RMA sync ops with vector of windows

mpiforumbot commented 8 years ago

Originally by jhammond on 2014-10-05 20:56:14 -0500

A number of synchronization operations on the critical path of PGAS-style programming models that wish to target MPI-3 RMA would be greatly optimized by functions that take a vector of windows as arguments.

The reason for this is that many networks (including shared-memory) handle synchronization at a different granularity than window objects, such that synchronization on windows introduces unnecessary overheads. A memory barrier in MPI_WIN_SYNC is a good example of this. Another example is where internode operations happen on M contexts (M is often, but not necessarily, 1), where M may be much less than N, which is the number of windows. In this case, these routines may save N-M synchronization operations internally.

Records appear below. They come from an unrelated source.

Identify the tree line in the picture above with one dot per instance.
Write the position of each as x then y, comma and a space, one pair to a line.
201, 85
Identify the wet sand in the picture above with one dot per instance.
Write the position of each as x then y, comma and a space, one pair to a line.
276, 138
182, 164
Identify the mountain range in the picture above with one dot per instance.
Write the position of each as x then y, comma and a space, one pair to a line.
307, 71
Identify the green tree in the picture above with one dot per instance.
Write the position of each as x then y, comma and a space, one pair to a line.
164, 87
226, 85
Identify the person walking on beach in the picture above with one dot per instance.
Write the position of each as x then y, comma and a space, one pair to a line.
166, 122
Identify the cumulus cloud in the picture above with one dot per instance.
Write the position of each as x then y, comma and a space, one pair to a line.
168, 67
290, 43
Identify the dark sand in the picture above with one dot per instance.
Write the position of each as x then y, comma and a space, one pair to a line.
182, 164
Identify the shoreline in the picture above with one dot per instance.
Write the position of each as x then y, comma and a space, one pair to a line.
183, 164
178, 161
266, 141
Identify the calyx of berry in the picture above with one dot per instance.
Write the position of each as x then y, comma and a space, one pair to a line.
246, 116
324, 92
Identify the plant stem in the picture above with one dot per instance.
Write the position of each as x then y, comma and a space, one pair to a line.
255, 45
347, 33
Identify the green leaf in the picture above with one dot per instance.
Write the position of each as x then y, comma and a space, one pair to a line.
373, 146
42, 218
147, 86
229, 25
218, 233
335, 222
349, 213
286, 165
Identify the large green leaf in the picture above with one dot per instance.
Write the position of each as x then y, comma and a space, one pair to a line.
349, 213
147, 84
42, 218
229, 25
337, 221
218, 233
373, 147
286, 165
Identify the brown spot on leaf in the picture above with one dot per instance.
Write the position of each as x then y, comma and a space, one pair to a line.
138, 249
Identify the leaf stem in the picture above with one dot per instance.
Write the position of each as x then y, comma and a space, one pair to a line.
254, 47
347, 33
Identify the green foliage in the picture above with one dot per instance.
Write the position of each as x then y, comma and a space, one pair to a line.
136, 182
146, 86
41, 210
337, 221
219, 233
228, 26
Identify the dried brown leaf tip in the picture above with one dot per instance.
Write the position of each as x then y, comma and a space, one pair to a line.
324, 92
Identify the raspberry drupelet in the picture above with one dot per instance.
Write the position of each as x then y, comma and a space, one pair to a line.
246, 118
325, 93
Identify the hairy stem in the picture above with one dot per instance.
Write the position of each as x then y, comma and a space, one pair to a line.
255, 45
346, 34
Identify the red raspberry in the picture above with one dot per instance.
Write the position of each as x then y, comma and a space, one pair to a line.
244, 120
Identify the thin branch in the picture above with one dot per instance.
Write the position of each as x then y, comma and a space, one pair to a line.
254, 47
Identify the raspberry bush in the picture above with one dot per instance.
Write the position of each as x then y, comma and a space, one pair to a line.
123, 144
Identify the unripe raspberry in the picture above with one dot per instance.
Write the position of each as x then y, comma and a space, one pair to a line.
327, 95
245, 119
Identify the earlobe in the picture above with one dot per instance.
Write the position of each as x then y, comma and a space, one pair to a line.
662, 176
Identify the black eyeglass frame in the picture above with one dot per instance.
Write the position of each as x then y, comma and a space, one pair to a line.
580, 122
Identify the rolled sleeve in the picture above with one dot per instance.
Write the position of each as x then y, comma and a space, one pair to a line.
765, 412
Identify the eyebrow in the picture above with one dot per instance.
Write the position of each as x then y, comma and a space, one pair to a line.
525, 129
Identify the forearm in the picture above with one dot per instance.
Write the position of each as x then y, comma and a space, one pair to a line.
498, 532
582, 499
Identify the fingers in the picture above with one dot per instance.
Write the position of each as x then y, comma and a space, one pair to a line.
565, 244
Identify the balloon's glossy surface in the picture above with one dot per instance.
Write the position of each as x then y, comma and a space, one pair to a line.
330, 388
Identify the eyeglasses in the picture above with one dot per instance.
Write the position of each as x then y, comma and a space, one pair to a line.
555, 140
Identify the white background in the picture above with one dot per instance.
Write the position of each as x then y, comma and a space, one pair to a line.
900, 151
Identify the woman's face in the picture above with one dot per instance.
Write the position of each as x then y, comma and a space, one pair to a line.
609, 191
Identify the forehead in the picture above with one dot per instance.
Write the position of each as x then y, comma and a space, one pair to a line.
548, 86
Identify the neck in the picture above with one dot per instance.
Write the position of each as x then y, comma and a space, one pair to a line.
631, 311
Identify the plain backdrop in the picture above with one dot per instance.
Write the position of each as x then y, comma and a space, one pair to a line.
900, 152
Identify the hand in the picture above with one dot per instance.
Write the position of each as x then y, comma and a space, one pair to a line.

int MPI_Win_nsync(int count, MPI_Win wins[])
int MPI_Win_nflush(int rank, int count, MPI_Win wins[])
int MPI_Win_nflush_all(int count, MPI_Win wins[])
int MPI_Win_nflush_local(int rank, int count, MPI_Win wins[])
int MPI_Win_nflush_local_all(int count, MPI_Win wins[])

The meaning of these functions is rather obvious by the signature. For example, a functional but unoptimized implementation of the first could be:

int MPI_Win_nsync(int count, MPI_Win wins[])
{
  int rc;
  for (int i=0; i<count; i++) {
    rc = MPI_Win_sync(wins[i]);
    if (rc!=MPI_SUCCESS) return rc;
  }
  return MPI_SUCCESS;
}

where the function called count times might be equivalent to:

int MPI_Win_sync(MPI_Win win)
{
/* GCC, XLC, and probably other compilers support this intrinsic */
  __sync_synchronize();
  return MPI_SUCCESS;
}

The optimized implementation could potentially look like the following:

int MPI_Win_nsync(int count, MPI_Win wins[])
{
/* GCC, XLC, and probably other compilers support this intrinsic */
  __sync_synchronize();
  return MPI_SUCCESS;
}

This optimized implementation would be significantly faster than the naive one. And there are platforms where a full memory barrier is relatively expensive (Blue Gene/Q is such a platform).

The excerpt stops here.